A barrage of large-scale demonstrations broke out after Belaruss presidential election because local people suspected Lukashenka conducted ballot rigging and called for his resignation. With an 80% approval rating and the strong support from Russian President Vladimir Putin, Lukashenka won the re-election and refused to step down, which worsened the situation on the ground.
The European Union officially refused to recognize Lukashenka as the new president of Belarus, saying the announced results were fraudulent and did not convey legitimacy. At the same time, the UK declared it would impose sanctions against Belarus while French President Emmanuel Macron also called on Lukashenko to step down. Nevertheless, the Belarusian government still took a hard line and accused outside meddling in the internal affairs. It seems Belarus is seeing further deterioration rather than embracing a peaceful settlement.

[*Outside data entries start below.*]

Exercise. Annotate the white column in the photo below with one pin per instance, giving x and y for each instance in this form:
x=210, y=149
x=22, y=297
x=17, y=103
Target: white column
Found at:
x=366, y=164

While the ostensible opponent of the EU is Belarus, the actual one is Russia. The battle between the two sides over the Belarus dispute will upgrade the tension in Europe. Once the situation in Belarus gets out of hand, the euro may swallow a bitter pill. In the financial market, several events have staged their performance: the UK-EU trade talks from Monday to Friday, the first US presidential debate and the release of US GDP on Wednesday, the EU summit on Thursday, and the release of US jobs data on Friday. The EU summit was expected to see the sanction against Belarus unanimously passed, thus Russias response would be thrust into the spotlight. These events would spoil the fun in the financial market.